Time for a new tactic. “I already have a bestie. We’re kind of…exclusive besties.”
“Oh, we can just sneak around then on weekends and nights off. I won’t tell if you won’t.” Darlene hip-checked her and held out a carrot. “Veggie?”
“Not that one.” Kim shook her head and selected a celery stalk. Just to be spiteful she dipped the vegetable in ranch before she crunched in. She couldn’t give up this easily. Bad enough that she could tell Michael was heading down a dangerous path—one she’d already caught herself skipping along merrily when she wasn’t paying attention. His mother liking her too was simply unacceptable.
“I’m a serial dater,” she announced. “My ex-boyfriend said I broke his heart. I tend to like younger men and then when I get bored, I wander on to the next. I’m not a nice person. Everyone says so. Even my brother. He’s moving across the country to get away from me.” Not exactly true but desperate measures and all.
“Good for you, dear. About time those men get some of their own medicine. Why should they get to have all the fun?” Absently, Darlene patted her arm while seeking out someone across the room. “Gert, over here. I have someone I’d like you to meet. This is Kim, Michael’s girlfriend. She works at that big bird sanctuary over on 41. She brought me the cutest stuffed macaw.”

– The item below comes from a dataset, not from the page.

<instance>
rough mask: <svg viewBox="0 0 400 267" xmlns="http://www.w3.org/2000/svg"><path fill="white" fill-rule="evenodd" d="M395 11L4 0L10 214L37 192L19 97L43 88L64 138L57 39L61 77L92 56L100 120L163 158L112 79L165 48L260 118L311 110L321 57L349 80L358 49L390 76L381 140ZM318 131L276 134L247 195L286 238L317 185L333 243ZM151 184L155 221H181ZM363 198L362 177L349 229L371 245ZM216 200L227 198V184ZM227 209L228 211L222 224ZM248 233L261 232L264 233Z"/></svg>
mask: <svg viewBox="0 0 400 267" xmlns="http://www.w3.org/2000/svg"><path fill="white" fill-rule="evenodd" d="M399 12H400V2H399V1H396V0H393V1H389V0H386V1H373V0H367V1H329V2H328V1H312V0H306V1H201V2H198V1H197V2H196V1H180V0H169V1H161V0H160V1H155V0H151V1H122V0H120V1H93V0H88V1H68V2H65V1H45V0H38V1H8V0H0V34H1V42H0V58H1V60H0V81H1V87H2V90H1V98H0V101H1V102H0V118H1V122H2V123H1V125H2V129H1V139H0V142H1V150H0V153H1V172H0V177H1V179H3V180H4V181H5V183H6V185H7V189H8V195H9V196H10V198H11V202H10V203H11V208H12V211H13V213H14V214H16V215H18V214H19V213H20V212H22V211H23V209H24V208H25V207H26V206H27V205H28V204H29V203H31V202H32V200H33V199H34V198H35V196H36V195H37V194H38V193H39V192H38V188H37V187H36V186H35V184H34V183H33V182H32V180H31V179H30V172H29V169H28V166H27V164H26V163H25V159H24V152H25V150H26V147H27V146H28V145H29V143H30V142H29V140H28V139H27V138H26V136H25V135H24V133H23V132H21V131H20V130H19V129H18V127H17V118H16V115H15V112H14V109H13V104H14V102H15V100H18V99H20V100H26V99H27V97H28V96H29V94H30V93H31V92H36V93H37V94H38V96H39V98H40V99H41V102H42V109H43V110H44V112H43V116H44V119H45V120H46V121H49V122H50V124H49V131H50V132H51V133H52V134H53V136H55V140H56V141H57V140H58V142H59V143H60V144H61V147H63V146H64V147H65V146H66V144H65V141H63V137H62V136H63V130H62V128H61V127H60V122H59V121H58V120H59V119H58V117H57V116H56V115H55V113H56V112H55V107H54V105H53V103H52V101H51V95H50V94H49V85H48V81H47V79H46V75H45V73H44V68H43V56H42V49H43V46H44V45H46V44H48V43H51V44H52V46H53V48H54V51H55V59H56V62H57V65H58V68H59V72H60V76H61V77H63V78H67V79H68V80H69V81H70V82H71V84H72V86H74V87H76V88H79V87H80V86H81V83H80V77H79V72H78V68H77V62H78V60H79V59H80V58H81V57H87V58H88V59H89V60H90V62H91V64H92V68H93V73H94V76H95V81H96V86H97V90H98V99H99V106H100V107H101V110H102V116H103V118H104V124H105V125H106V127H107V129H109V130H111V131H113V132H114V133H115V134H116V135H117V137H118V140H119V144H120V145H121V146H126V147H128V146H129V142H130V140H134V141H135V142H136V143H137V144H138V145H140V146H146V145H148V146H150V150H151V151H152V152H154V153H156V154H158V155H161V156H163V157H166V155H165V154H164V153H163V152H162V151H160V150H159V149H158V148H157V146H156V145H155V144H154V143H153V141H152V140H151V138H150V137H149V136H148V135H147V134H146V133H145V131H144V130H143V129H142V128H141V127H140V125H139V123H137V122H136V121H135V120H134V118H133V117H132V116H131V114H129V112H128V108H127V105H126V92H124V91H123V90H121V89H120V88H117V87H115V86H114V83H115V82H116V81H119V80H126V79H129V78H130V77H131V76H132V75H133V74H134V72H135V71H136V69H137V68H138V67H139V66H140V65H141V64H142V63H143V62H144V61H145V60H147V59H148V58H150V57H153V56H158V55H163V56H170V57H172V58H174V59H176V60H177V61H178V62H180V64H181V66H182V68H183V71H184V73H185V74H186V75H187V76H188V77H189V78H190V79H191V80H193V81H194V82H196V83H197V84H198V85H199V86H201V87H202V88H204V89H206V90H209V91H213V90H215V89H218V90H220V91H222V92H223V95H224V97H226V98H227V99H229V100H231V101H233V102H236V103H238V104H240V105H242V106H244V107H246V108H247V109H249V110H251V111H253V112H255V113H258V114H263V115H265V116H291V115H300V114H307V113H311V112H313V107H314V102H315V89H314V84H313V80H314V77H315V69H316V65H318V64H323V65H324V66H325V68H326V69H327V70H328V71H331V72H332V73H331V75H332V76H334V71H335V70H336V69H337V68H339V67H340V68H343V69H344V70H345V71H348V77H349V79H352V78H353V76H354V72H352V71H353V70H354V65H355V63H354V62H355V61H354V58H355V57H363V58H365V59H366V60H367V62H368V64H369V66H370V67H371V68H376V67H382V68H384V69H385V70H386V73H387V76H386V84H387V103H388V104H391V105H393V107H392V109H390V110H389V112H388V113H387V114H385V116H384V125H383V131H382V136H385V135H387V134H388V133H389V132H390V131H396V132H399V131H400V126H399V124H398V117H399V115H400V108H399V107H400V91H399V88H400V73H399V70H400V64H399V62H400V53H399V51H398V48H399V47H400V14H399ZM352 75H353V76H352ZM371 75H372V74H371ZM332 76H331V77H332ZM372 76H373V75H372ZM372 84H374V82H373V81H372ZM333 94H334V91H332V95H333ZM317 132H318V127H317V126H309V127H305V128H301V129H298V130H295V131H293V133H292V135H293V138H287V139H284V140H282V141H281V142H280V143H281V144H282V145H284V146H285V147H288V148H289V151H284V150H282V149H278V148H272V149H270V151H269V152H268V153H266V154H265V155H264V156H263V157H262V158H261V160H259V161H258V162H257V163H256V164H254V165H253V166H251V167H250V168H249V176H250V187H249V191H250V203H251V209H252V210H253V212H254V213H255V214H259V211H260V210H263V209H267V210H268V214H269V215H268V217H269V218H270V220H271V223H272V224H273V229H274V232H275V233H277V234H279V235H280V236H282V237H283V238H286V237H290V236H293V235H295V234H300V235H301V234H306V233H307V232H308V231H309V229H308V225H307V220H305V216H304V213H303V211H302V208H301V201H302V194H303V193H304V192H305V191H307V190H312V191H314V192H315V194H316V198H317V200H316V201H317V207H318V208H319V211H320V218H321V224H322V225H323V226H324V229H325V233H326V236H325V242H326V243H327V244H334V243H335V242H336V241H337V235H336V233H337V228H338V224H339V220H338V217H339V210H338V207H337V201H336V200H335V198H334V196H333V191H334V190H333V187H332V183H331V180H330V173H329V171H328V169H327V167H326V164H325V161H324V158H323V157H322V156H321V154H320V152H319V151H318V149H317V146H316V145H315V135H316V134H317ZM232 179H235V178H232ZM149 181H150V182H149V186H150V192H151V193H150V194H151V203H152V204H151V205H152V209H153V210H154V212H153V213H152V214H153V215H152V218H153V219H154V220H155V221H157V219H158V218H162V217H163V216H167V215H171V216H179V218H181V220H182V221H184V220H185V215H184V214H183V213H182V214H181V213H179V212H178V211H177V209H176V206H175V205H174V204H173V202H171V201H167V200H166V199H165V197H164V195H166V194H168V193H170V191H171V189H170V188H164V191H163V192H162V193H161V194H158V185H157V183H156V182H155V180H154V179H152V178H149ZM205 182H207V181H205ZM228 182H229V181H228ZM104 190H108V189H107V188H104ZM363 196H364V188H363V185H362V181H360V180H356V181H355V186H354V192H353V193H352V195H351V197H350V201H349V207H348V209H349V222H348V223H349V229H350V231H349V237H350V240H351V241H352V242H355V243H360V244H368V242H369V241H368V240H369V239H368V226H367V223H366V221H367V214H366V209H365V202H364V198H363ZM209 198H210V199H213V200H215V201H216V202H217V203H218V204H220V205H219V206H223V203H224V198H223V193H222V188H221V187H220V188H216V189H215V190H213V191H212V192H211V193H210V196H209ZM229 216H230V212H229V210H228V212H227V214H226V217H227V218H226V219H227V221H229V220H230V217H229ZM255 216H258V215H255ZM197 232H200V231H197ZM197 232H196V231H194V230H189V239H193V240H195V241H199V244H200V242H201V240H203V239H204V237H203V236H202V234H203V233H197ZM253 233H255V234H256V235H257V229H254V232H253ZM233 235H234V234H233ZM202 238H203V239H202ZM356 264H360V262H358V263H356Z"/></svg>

“Technically it wasn’t for you. It was for the twins—”
“Kim, this is Gertie, my older sister. She’s a bit of a wild card so watch out.”
“Oh, she’s lovely.” The woman who must be Gert rushed Kim in a football-style tackle, folding her in a welcoming embrace that smelled of talcum powder and heavy floral perfume. “Our Michael always had good taste.” Gert moved back and patted Kim’s cheeks.
“Nice to meet you, Gert. I’m not his girlfriend.” Kim glanced helplessly at Darlene, now chowing down on cherry tomatoes and broccoli florets. “I’m really not, I swear.”
“And a shy one at that. What a hoot.” Gert slapped her knee—actually slapped her knee—and demanded to see Darlene’s macaw.
From there, everything spiraled out of control.
By the time Michael found her drowning her sorrows in the punch bowl half an hour later, she’d committed to wallowing. She had failed, utterly. Part of the point of going there tonight had been to show to Michael and everyone else that she wasn’t girlfriend material. She sure as hell hadn’t been a decent wife. She’d tried. Oh she’d tried. Eventually it became easier to just cut her losses and walk.
She’d hoped to avoid that for Michael’s sake—and hers. She liked him enough to wish that this…ease between them would last forever. That things would never get messy or complicated or painful. But everyone kept insisting th
ey were a couple. It had only been days since they’d met and still, Michael held her hand like she was more to him than a lover. More than a friend.